From THE HINDU group of publications
Thursday, December 27, 2001


The scourge of recession

Harish Bijoor

Prostitute! Taliban! B*****d! Taliban again! Recession! All bad words. They are politically incorrect in this highly sensitised world today! But all truisms that exist dominantly in our social and economic lives! They are realities that thrive and rub shoulders with each one of us in their own unique and necessary ways.

The US has been busy in the last eight months trying hard to refuse the reality of recession around, taking refuge in the definition issues of a recession in the mother of all consumer markets!
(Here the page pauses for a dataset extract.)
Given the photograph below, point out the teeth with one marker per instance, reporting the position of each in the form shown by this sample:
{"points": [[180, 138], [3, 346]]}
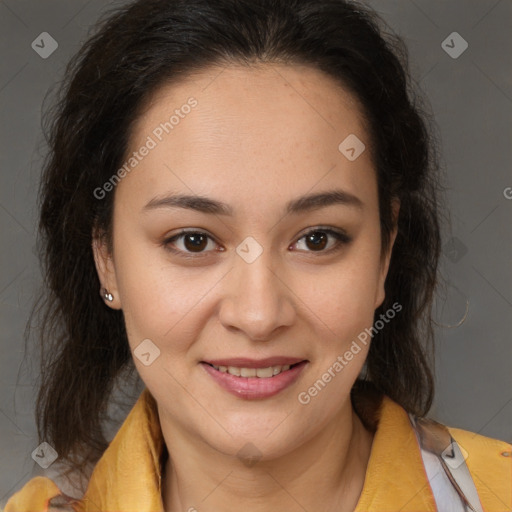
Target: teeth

Thankfully there are loads of different definitive indicators that point the way to the dirty R word. The world recognises a recession in one of many ways. A worrisome period of two consecutive quarters of negative GDP! A sluggish level of industrial production output, a slack in retail sales, a distinct lull in the employment and business performance index of corporates!

And the qualitative definition of a recession can go on and on! The US of A has finally acknowledged that it has a recession in its markets! And when the mother of all consumer markets sneezes, the rest of the world catches a bad case of pneumonia. In this case, it is a case of recession rheumatism as well! Lets remember, the word R is a contagious disease, which affects every related market-economy. How then does a market react? What typically does happen? And what is the one big trend around in these tough times?

While reactions in different consumer markets vary in relation to the intensity of the contagion, recession marketing is largely a game that has been practised worldwide in predictable cycles. The best way to really look at it is to look around in the great Indian market place, peek in to see trends of how we are handling it in our contemporary lives. Lets look around.

The good news first! India is certainly less hit than its other neighbours in South East Asia. All due to the dubious distinction of it being that much less connected to the epicentre of this new wave of recession, the United States! Lets remember, India exports just about 10 per cent of its GDP compared to more robust numbers (upwards of 40 per cent) of countries such as Taiwan for one! All the same, lets take a peek-a-boo!

Is consumer spending up or down? The mass of research on consumption throws up a whole set of contradictory trends. The market-space all of us live as consumers, throws up equally puzzling data that seems to pull in the right opposite direction. Therefore, without reposing too much trust in the sets of bold corporate PR stances at one end of the spectrum and even bolder Cassandras at the end amongst the fraternity of market researchers and their dipstick forecasts, lets weigh the balance of the markets. Lets look at this issue from the perspective of solutions marketers seem to be putting together to battle the R word, acknowledged or unacknowledged!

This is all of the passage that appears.